O aquecimento do mercado é visível. Moradores relatam que aluguéis saltaram de R$ 1.200 para R$ 1.900 de um mês para o outro. A corretora Ivete Sarmento, com 23 anos de experiência na cidade, alerta para uma onda de especulação: "Tem pessoas que estão usando do oportunismo desses boatos de que vai ganhar muito dinheiro muito rapidamente. Enfim, uma ilusão". Ela teme um efeito cascata nos preços de alimentos e serviços.
Novos bairros surgem sem planejamento na expectativa do ouro negro
A expansão urbana desordenada é a face mais crítica da transformação. Nas proximidades do aeródromo, uma faixa de mais de três quilômetros ao longo da BR-156 viu surgir ocupações como Belo Monte, Nova Conquista, Areia Branca e Independência. Zione de Paiva, a "Loira do Belo Monte", presidente da associação de moradores, estima que mais de 100 casas foram construídas apenas em seu bairro no último ano, totalizando cerca de 450.
A bióloga Joessy de Cássia, presidente da associação do Independência, explica que a ocupação acelerou com o início da prospecção da Petrobras: "Bastou as pessoas fazerem a primeira derrubada de árvores para o povo se proliferar". As casas, em sua maioria de madeira, se erguem em ruas de terra, sem acesso a água ou qualquer infraestrutura urbana. A prefeitura entrou com ação de reintegração de posse em 2025, mas o Tribunal de Justiça determinou mediação, reconhecendo um conflito fundiário coletivo de grande escala.
Enquanto isso, a prefeitura, atualmente sob o comando do presidente da Câmara, Pedro Guido (PP), após a cassação do prefeito Breno Almeida (PP) por compra de votos, informa que o planejamento para regularização fundiária da área está em andamento, com previsão de conclusão em 2026.
Petrobras avança com pesquisa, mas futuro ainda é incerto
O coração dessa expectativa bate a 150 quilômetros da costa, onde a Petrobras iniciou a prospecção em águas profundas na Bacia da Foz do Amazonas, na Margem Equatorial. A licença do Ibama foi concedida em outubro, após anos de debates sobre o impacto ambiental. A empresa tem até março de 2026 para concluir os estudos e avaliar a viabilidade econômica da exploração.
Um contratempo ocorreu em 6 de janeiro, quando a Petrobras interrompeu a perfuração do poço devido a um vazamento de fluido de perfuração. A empresa não informou quando os trabalhos serão retomados.

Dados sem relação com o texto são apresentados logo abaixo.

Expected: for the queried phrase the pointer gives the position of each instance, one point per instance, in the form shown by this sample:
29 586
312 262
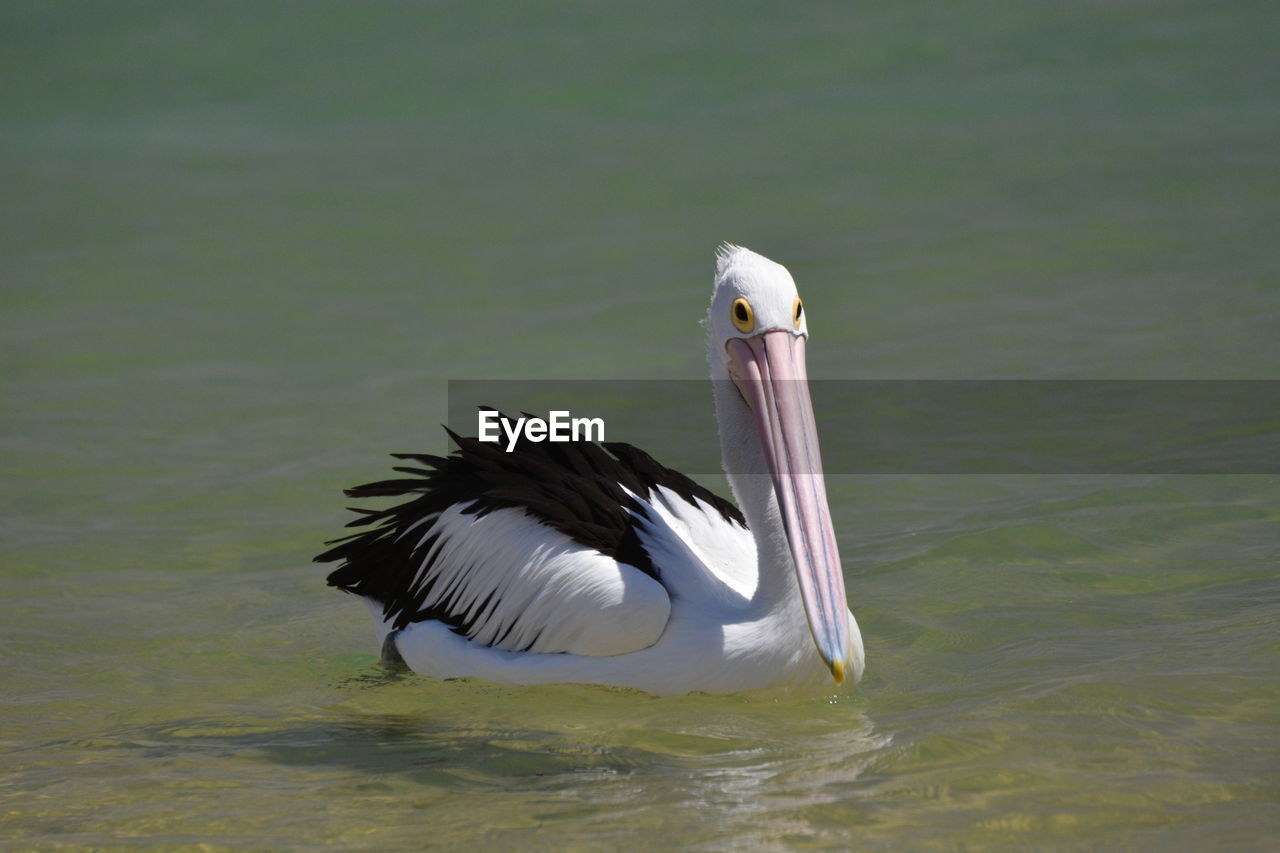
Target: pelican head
757 332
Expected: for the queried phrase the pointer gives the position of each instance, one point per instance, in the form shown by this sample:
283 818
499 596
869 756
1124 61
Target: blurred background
245 246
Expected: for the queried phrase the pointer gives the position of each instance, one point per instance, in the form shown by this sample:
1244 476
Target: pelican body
584 562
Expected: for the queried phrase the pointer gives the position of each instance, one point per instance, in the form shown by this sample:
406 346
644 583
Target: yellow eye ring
743 315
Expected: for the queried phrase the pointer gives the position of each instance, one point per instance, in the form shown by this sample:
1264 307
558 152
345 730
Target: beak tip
837 671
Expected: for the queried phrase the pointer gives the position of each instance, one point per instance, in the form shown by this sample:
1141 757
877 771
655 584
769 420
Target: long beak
769 372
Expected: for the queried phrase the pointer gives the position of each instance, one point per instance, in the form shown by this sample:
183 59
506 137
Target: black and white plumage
579 562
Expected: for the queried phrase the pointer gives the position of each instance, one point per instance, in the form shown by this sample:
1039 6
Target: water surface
245 249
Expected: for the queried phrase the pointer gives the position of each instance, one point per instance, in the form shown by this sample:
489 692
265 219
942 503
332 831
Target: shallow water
241 263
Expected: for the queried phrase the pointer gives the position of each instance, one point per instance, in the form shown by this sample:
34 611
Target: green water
243 247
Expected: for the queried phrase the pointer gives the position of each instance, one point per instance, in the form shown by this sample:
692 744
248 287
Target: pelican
584 562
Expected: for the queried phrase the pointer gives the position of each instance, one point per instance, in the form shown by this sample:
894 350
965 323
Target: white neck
749 477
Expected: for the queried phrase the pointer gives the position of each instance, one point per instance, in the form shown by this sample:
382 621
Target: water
243 250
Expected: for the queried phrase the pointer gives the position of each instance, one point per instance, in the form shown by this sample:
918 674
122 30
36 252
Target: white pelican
565 562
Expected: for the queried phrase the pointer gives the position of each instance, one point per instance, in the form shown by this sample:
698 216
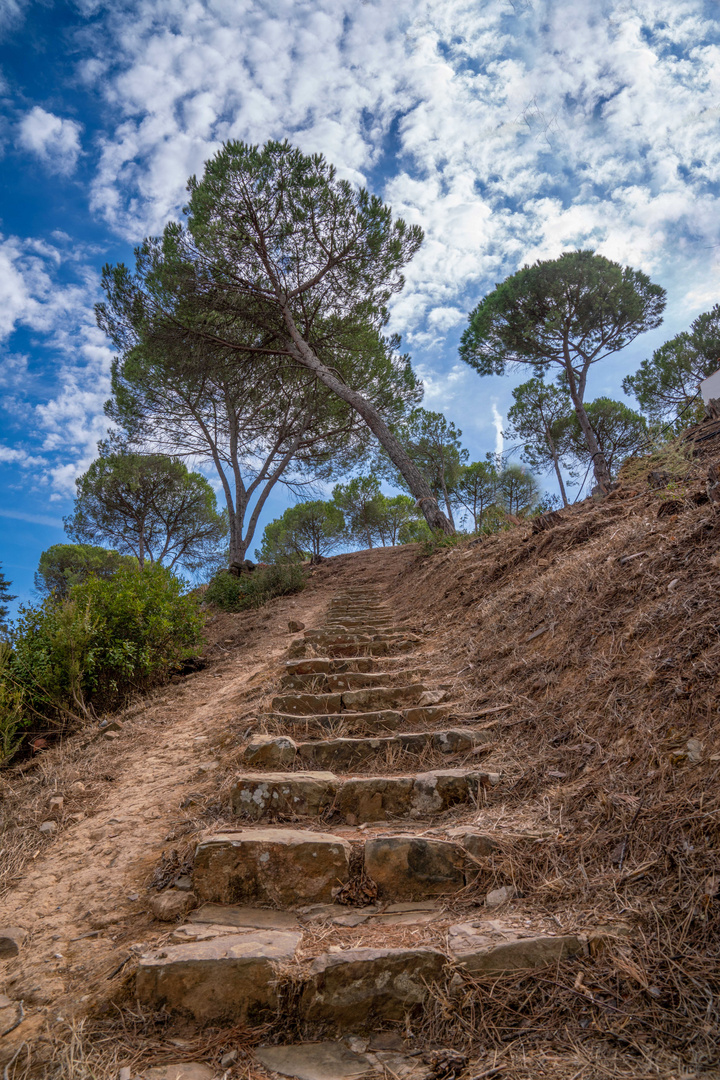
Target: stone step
282 867
328 665
354 649
233 977
344 754
253 976
289 867
271 795
339 724
350 680
350 701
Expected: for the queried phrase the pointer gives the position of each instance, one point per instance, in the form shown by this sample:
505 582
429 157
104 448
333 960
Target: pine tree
5 596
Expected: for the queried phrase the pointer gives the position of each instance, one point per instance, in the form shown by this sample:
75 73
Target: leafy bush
254 590
68 564
93 648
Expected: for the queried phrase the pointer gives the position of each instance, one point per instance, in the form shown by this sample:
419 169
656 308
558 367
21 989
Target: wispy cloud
32 518
55 140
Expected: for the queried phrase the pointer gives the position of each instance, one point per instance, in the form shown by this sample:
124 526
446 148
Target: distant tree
542 418
619 430
477 489
65 565
432 442
149 507
518 490
308 529
5 597
571 312
397 517
666 383
361 501
282 258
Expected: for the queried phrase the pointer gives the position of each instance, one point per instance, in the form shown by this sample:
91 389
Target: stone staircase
328 905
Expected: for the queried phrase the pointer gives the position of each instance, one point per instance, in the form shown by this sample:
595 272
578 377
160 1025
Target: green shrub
92 649
254 590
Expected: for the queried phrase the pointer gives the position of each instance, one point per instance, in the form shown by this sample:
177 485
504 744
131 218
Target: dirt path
82 895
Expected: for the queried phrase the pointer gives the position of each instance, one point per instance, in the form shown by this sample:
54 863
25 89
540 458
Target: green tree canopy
619 430
65 565
150 507
518 490
477 489
667 382
542 419
309 528
5 597
361 501
279 257
432 442
570 312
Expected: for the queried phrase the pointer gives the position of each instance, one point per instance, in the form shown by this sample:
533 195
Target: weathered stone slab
360 680
407 867
479 845
382 720
11 940
515 955
269 752
381 697
342 754
363 984
456 742
375 798
314 1061
248 918
220 979
269 794
279 866
178 1070
308 704
431 714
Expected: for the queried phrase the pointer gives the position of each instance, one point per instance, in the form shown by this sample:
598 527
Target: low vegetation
232 593
71 656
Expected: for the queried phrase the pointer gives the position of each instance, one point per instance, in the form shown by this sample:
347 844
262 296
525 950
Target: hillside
581 660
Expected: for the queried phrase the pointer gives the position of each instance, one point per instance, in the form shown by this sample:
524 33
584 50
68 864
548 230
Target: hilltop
582 651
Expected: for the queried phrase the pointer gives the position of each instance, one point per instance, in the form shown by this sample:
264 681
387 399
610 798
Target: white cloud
32 518
54 139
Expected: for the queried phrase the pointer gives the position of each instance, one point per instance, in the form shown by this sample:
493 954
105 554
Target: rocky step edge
260 796
256 976
286 867
367 699
352 646
337 682
282 752
333 665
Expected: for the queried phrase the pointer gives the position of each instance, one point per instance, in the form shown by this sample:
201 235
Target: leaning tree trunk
599 463
416 482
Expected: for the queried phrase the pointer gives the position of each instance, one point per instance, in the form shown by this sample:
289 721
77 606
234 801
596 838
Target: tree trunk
599 463
416 482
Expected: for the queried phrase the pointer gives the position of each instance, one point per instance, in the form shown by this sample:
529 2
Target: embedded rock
172 904
261 794
307 704
516 955
269 752
363 984
407 867
232 977
279 866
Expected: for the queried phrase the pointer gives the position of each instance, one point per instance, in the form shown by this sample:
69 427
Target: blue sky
511 130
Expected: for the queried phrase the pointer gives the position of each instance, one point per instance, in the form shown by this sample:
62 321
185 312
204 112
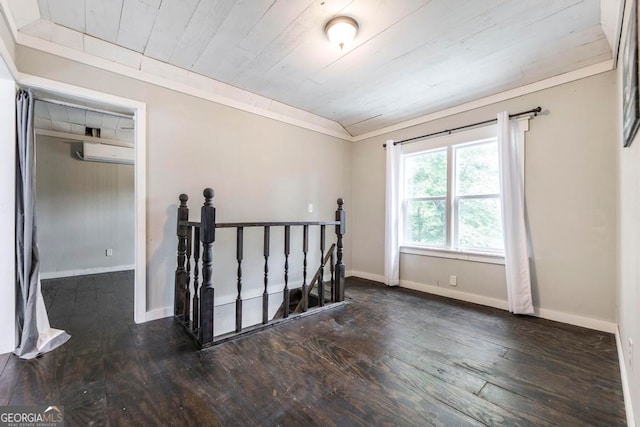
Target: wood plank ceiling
410 57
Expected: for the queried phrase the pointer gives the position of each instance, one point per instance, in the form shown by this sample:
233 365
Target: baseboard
572 319
85 271
158 313
626 392
364 275
455 294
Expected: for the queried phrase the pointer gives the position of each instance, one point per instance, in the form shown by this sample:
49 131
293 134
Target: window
451 197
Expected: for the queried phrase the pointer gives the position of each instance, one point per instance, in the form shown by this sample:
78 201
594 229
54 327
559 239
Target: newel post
207 237
340 268
179 303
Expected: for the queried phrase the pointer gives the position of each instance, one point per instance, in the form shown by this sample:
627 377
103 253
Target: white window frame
473 136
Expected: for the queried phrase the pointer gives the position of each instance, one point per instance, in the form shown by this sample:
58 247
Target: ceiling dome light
341 30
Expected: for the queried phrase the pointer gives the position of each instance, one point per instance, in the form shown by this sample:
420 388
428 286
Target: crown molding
69 44
561 79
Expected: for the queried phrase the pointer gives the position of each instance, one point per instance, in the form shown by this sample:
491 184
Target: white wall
7 192
628 250
7 213
260 169
83 208
570 195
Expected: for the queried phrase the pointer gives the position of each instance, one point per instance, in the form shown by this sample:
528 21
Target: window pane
426 174
477 169
480 224
426 222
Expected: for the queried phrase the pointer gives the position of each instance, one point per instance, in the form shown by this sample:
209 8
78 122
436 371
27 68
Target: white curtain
516 245
392 218
35 335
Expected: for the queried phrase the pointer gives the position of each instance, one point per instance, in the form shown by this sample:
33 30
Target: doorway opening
125 129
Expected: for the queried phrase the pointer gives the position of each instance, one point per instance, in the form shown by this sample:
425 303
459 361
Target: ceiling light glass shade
341 30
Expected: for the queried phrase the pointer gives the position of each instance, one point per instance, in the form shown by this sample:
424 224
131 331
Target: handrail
195 310
260 224
316 276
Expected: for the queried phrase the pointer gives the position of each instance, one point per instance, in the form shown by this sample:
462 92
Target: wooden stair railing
194 306
299 297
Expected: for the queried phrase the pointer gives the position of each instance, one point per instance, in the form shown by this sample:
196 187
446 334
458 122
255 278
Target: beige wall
7 44
7 191
570 196
261 169
629 252
83 208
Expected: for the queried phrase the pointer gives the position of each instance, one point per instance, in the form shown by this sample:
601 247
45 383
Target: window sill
445 253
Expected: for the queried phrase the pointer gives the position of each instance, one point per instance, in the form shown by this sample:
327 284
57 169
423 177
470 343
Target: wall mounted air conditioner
106 153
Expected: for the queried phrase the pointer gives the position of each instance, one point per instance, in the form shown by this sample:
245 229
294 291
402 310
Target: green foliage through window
476 222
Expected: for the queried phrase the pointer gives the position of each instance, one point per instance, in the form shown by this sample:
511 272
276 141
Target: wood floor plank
389 357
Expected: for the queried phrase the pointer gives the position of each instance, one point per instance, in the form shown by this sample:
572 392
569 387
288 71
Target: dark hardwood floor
389 357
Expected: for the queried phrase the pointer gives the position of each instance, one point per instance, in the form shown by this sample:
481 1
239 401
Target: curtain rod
82 107
534 111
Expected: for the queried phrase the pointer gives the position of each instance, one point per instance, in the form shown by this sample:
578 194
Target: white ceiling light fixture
341 30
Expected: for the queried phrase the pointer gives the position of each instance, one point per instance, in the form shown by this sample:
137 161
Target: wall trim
233 97
558 80
158 313
576 320
365 275
626 391
544 313
85 271
257 104
455 294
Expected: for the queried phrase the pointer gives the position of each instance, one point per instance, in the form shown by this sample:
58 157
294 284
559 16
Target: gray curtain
35 336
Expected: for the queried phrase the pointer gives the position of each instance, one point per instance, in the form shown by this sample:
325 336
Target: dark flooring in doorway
390 356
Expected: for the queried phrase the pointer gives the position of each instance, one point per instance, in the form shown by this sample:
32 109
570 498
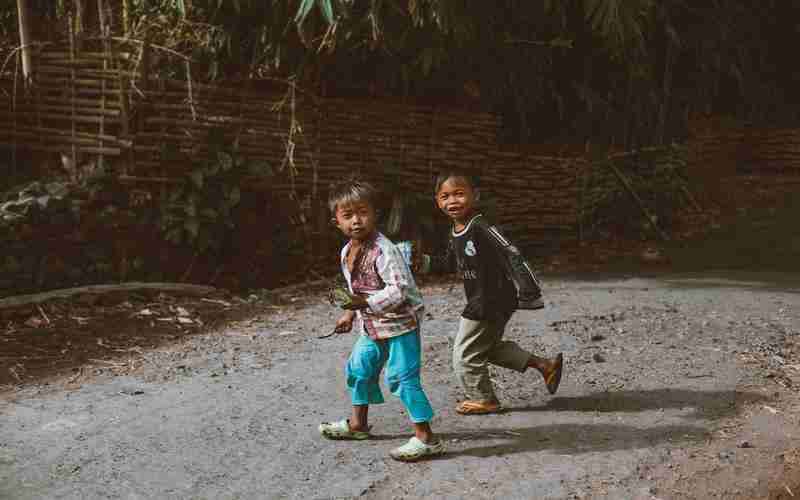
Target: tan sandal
471 407
553 377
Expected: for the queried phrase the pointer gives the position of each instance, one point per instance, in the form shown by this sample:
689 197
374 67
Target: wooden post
25 39
101 16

Se a exploração for viável, as promessas são grandes. A Confederação Nacional da Indústria (CNI) estima que o projeto pode elevar o PIB do Amapá em até 61,2% e gerar cerca de 54 mil empregos diretos e indiretos. O estado atualmente tem o terceiro menor PIB do país. Cidades litorâneas como Oiapoque seriam beneficiadas com royalties, uma compensação financeira pela exploração de recursos não renováveis. Para se ter uma ideia, Maricá (RJ), a cidade que mais recebe royalties no Brasil, arrecadou R$ 2,6 bilhões em 2025.
A Petrobras, em nota, afirmou que gera "impactos positivos" na região, como geração de emprego e aumento de arrecadação, mas destacou que não é sua função realizar obras de urbanização no município.
Enquanto aguardam, os moradores dividem-se entre esperança e cautela. "Oiapoque está crescendo em população, mas não em desenvolvimento", define Sheila Cals. Já Loira, do Belo Monte, expressa uma preocupação comum: "A gente tem receio, sim, porque se houver vazamento de petróleo, vai afetar muitas famílias que vivem da pesca... Mas, para muita gente que depende de emprego, a expectativa é maior do que o receio".
A cidade, cuja economia ainda se baseia no comércio fronteiriço, pesca e agricultura, vive um momento de transição. As eleições municipais estão marcadas para abril de 2026, e o primeiro plano diretor da cidade está em elaboração. O futuro de Oiapoque, por ora, parece inextricavelmente ligado ao que for encontrado – ou não – nas profundezas do oceano, na ponta mais ao norte do litoral brasileiro.